Active Directory replication?
-
Rhett BAugust 8, 2016 10:06:04 PM
I was wondering if anybody has any experience with replication Active Directory Domain Controllers? Are you actually using Zerto to do the replication to a “AD specific VPG” as indicated here: http://s3.amazonaws.com/zertodownload_docs/Latest/Zerto%20Virtual%20Replication%20and%20MSCS.pdf, or are you letting Active Directory native replication occur to a “live” VM in the DR environment?
I am asking as Active Directory has some “uniqueness” when it comes to making sure the AD databases and versioning (USN rollback issues) are all on the same page between the DCs. I have some concerns with letting Zerto just replication the DC through its process, rather than letting the DC use the native AD replication.
Any help/suggestions would be appreciated.
Bryan FAugust 25, 2016 06:35:30 PMRhett B – question can be answered as “yes”. Both methods will work.
The real answer lies in how you have your DR site set up or if you are using a DRaaS offering from a service provider. If your DC is virtualized then I recommend replicating the DC. This keeps everything in the “island” moving to the Recovery “island” the same as it was. This will aid in testing and will in no way effect production as the recovery sites should land on network(s) (vlans, ect) that do not talk back to the production site. You will be able to login with domain creds, ect. Now the vm’s that failover all need to point to the DC as primary or secondary like they do in production.
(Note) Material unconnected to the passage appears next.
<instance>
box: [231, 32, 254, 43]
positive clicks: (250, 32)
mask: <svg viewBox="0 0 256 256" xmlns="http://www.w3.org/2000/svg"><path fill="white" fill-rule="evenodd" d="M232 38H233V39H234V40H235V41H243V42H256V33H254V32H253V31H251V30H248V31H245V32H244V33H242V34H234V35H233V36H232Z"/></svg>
Now I don’t like the use of a permanent DC in the Recovery vCenter as it would have to access to the production network all the time to talk to the other DC(s). This Network communication will need to be severed at testing and the DC given access to the testing network, for the vm’s that are failing over to talk to it for authentication. If something is missed and your DC is still talking to the other DC’s, it could report both vm’s (production and test) meaning production work could land on the test vm’s, thus the that data will be lost after test is complete and the opposite could happen as testing could be done on production vm’s. This will cause you trouble. So why take the chance, just replicate the DC.
Rhett BAugust 29, 2016 03:56:47 PMThanks for the follow-up. We have decided on the “fenced option” for the exact same reasons you mentioned (don’t want the DR DC polluting the production DCs during testing). Thanks again.
Carlos CSeptember 7, 2016 06:19:02 PMhey guys
I think i did not quite understand….
right now I ‘m a service provider providing DraaS… that means having multiple customers replicating a lot of servers and of course they have ADs right now we have ADs in the the recovery site for each customer (so meaning native AD windows replication)…. is that the way to go or i should be replicating using Zerto instead?
Tagged: karlochacon@gmail.comBryan FSeptember 20, 2016 01:32:26 PMCarlos C – I too am a service provider and I have all of my customers (at least all that ask me) to just replicate the AD server. I have a large number of offsite customers and have all of them setup this way where AD is replicated.